Steve King complains of a 'political lynch mob' after losing committee assignments for racist comments

White supremacist Rep. Steve King is angry that his Republican colleagues stripped him of his House committee assignments, and he’s hellbent on getting them to admit the error of their ways. “It was a political lynch mob. I had to let the blood cool,” King said Tuesday. “And the blood has now cooled, and now they don’t want to be faced with the reality of what they’ve done.” That reality being that Republicans decided that, after years of racist comments, King had gone too far when he asked The New York Times “White nationalist, white supremacist, Western civilization—how did that language become offensive?” And by disciplining King, Republicans got PR credit for taking action against racism, even if they waited for far too long to do it and continue to support Donald Trump’s similar approach.
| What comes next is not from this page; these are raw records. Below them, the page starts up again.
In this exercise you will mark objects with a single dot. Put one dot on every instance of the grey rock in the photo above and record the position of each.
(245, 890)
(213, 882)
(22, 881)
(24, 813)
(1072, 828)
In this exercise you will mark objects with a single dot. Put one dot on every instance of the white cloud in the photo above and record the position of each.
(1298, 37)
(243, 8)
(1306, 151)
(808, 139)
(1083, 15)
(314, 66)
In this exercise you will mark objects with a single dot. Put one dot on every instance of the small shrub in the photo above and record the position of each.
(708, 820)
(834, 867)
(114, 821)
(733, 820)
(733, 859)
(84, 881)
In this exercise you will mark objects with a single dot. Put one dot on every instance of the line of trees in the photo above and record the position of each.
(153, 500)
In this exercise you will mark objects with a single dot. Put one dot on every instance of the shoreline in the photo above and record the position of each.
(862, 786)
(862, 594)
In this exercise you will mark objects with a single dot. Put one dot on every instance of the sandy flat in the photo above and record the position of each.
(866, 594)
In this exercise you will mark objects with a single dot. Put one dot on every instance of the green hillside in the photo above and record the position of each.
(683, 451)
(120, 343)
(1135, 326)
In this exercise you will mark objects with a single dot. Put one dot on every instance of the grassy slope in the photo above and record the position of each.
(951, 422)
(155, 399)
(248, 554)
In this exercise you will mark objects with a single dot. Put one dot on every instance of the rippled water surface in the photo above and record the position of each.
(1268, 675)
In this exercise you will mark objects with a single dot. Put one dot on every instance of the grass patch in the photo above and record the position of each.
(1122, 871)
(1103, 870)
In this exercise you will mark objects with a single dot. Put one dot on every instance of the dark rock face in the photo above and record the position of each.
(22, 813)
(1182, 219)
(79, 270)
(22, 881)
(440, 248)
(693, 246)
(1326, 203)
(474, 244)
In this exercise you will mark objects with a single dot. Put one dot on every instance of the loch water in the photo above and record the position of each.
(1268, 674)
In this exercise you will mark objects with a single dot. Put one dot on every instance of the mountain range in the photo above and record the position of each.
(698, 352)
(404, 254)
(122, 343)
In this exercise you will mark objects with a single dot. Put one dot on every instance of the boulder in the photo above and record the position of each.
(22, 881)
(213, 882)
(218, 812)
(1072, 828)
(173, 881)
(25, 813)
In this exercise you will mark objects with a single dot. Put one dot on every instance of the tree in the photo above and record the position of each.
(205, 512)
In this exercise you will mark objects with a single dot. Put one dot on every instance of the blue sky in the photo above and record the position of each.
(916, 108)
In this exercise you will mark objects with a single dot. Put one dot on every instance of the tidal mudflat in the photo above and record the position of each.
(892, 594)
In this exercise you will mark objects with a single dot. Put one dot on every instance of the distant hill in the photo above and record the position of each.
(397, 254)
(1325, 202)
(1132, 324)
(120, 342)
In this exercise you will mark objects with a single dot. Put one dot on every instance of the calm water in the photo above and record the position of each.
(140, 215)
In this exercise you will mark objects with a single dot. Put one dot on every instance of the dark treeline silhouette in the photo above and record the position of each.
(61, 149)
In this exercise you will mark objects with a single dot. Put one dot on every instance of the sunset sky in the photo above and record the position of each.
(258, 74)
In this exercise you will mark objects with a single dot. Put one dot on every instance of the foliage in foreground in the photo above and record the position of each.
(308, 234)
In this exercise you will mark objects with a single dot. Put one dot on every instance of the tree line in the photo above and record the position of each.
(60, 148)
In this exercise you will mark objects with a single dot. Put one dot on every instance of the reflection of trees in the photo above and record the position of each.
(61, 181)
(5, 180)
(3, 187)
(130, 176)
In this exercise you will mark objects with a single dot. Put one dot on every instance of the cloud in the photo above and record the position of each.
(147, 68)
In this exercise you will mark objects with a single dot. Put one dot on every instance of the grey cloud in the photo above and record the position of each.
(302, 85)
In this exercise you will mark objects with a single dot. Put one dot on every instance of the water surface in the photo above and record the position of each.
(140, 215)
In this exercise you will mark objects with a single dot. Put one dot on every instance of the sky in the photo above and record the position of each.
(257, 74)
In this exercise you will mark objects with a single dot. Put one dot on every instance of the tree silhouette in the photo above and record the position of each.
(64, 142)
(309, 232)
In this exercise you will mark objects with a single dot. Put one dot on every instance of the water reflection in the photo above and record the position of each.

King has a few allies in his effort to get his committee assignments back, Arizona’s Paul Gosar and Texas’s Louie Gohmert and Brian Babin among them—and who is surprised to see the first two of those names? But South Carolina’s Ralph Norman went the furthest for King when he raised the issue during a Republican conference meeting. “But,” Politico reports, “not a single lawmaker clapped, cheered or remarked on the request, according to several sources in the room, and lawmakers quickly moved on to the next issue.”
King is sounding a little threatening, saying that “They think if they can keep the subject tamped down, that eventually it goes away. But each day that goes by, my patience gets thinner and thinner. And that means, then, that I have to turn this up.” So this is not a charm offensive, is what he’s saying. So far, most of his fellow House Republicans seem fine letting him stew.